The Clinical Utility of Tumour Mutational Signatures for Identifying Hereditary Colorectal Cancer and Polyposis syndromes

Peter Georgeson1,2, Khalid Mahmood1,2,3, Bernard Pope1,2,3, Mark Clendenning1,2, Abi Ragunathan1,2, Romy Walker1,2, Jihoon Joo1,2, Harindra Jayasekara1,2, Ryan Hutchinson1,2, Christophe Rosty1,2,4, Finlay Macrae5,6,7, John Hopper8,2, Mark Jenkins8,2, Ingrid Winship5,6, Daniel Buchanan1,2,5

1Colorectal Oncogenomics Group, Department of Clinical Pathology, The University of Melbourne, Parkville, Australia. 2University of Melbourne Centre for Cancer Research, Victorian Comprehensive Cancer Centre, Parkville, Australia. 3Melbourne Bioinformatics, The University of Melbourne, Parkville, Australia. 4Envoi Pathology, Brisbane, Australia. 5Genomic Medicine and Family Cancer Clinic, Royal Melbourne Hospital, Parkville, Australia. 6Department of Medicine, The University of Melbourne, Parkville, Australia. 7Colorectal Medicine and Genetics, Royal Melbourne Hospital, Parkville, Australia. 8Centre for Epidemiology and Biostatistics, Melbourne School of Population and Global Health, The University of Melbourne, Parkville, Australia


Objectives: Tumour mutational signatures (TMS) provide insights into tumour aetiology.  TMS have been identified that relate to mismatch repair (MMR; signatures SBS6, SBS15, SBS20, SBS26), POLE exonuclease domain mutations (SBS10, SBS14), and base excision repair (BER) defects in NTHL1 (SBS30) and MUTYH (SBS18, SBS36).  The aim of this study was to assess the utility of TMS in colorectal cancers (CRCs) and adenomas for identifying pathogenic variant carriers in genes underlying hereditary CRC and polyposis syndromes.

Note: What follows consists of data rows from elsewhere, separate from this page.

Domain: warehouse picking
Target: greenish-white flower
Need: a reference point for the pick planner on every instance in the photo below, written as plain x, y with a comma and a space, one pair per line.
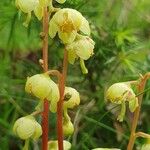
146, 146
43, 87
67, 22
72, 98
53, 145
68, 127
27, 127
119, 93
27, 6
45, 3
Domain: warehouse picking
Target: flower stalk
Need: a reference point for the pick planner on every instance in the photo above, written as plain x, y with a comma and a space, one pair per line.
61, 81
134, 135
45, 113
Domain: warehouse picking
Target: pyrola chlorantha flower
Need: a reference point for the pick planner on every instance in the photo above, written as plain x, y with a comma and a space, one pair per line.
68, 127
43, 87
67, 22
72, 98
27, 127
119, 93
45, 3
53, 145
27, 6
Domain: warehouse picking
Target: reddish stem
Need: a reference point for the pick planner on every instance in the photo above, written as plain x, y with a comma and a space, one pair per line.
45, 67
62, 81
141, 88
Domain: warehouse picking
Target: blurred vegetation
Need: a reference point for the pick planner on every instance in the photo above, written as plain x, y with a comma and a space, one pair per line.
121, 30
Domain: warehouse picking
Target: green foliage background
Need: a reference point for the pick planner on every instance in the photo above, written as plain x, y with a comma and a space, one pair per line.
121, 30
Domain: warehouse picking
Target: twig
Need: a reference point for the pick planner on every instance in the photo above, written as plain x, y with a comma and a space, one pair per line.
141, 87
60, 103
45, 67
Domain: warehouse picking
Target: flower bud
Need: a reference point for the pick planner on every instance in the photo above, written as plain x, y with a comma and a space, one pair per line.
146, 146
119, 93
71, 98
67, 22
27, 127
53, 145
68, 128
43, 87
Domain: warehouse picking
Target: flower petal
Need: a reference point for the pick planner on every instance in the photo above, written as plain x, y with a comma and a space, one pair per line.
67, 37
53, 28
84, 48
38, 12
85, 28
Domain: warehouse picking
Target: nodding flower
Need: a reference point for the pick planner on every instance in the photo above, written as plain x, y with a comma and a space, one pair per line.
71, 98
43, 87
81, 48
27, 6
27, 127
120, 93
45, 3
67, 22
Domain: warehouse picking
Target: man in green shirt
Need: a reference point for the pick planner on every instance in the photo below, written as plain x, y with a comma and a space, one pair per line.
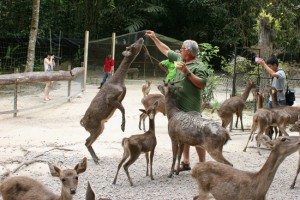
189, 98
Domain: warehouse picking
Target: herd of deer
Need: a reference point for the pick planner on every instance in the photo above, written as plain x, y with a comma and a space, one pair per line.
220, 178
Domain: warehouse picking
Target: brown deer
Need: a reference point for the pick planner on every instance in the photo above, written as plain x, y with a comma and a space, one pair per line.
227, 183
146, 87
26, 188
263, 119
190, 128
235, 105
141, 143
90, 194
148, 101
296, 128
108, 99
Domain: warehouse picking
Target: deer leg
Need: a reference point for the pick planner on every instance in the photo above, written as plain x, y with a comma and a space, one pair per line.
298, 171
258, 143
241, 119
147, 162
174, 150
91, 139
118, 105
151, 162
132, 159
237, 120
140, 122
248, 140
143, 116
125, 156
282, 130
179, 154
216, 153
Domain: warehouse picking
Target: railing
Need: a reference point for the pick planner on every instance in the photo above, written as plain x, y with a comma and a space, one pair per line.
72, 85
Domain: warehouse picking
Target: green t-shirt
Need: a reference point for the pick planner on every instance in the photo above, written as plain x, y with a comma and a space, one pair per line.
171, 69
189, 97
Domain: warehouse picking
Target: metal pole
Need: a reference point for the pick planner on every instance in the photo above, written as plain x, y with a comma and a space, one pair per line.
16, 100
86, 47
69, 85
113, 45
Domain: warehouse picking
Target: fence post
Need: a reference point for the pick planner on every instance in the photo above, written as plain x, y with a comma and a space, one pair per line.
86, 46
69, 85
16, 100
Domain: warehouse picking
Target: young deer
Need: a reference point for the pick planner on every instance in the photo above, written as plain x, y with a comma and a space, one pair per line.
149, 100
227, 183
141, 143
263, 119
109, 99
90, 194
296, 128
190, 128
25, 188
146, 87
235, 105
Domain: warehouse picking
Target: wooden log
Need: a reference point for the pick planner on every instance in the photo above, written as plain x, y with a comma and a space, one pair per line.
31, 77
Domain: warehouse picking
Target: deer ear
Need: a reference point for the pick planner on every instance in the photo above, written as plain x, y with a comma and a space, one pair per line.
81, 167
126, 53
142, 110
55, 171
90, 194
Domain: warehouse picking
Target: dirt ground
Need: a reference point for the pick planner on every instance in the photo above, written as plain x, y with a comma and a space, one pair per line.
53, 134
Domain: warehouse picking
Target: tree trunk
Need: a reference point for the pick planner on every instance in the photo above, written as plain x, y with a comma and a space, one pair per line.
265, 45
32, 36
31, 77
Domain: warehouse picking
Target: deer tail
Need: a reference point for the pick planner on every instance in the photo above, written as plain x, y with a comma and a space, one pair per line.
124, 142
227, 137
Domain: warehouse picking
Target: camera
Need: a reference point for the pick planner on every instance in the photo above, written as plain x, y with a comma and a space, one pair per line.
57, 57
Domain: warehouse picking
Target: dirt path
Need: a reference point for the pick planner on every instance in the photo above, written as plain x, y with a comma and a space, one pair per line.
54, 134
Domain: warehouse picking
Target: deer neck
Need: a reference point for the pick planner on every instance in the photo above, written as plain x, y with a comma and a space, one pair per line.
266, 174
152, 125
121, 72
246, 93
274, 99
65, 195
259, 101
171, 105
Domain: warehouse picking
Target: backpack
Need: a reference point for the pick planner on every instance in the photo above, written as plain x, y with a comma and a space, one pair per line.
290, 96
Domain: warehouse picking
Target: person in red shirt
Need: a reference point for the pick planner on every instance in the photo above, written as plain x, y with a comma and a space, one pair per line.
108, 69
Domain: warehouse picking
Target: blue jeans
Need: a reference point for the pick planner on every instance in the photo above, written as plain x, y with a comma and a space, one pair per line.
106, 76
280, 102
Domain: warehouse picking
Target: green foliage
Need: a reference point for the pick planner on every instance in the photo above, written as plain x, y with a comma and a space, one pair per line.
208, 52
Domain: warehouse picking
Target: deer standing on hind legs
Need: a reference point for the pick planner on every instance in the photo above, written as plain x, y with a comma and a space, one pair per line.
108, 99
227, 183
146, 87
235, 105
263, 119
25, 188
141, 143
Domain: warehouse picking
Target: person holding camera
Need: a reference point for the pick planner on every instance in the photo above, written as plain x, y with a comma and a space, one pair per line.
278, 78
49, 65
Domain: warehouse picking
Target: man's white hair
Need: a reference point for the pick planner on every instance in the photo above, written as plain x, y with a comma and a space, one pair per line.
192, 46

Methods: CRC and adenoma FFPE tissue from germline carriers in the MMR genes, MUTYH, NTHL1, POLE, POLD1, BRCA1, AXIN2 and RNF43 genes were tested using whole exome sequencing and compared with 18 sporadic CRCs.  We calculated TMS for each tumour using the 95 defined COSMIC signatures (version 3) and assessed their ability to differentiate carriers from non-carriers.

Results:  SBS36 was dominant in MUTYH biallelic carriers, but absent in a monoallelic carrier and a compound heterozygote with a variant of uncertain significance (VUS), suggesting it is not pathogenic.  SBS30 was dominant in a biallelic NTHL1 carrier but absent in four monoallelic carriers.  CRCs from 10 MLH1, 4 MSH2 and 4 MSH6 carriers (Lynch syndrome) exhibited dominant SBS6.  SBS6 in these carriers were not ostensibly different to 8 MLH1 methylated or 10 sporadic MMR-proficient CRCs. A CRC from a BRCA1 mutation carrier demonstrated SBS39.

Conclusions: The dominant TMS observed in CRCs and adenomas in hereditary syndromes were consistent with the underlying germline defect and showed utility for discriminating from sporadic CRCs, and for classifying a MUTYH VUS.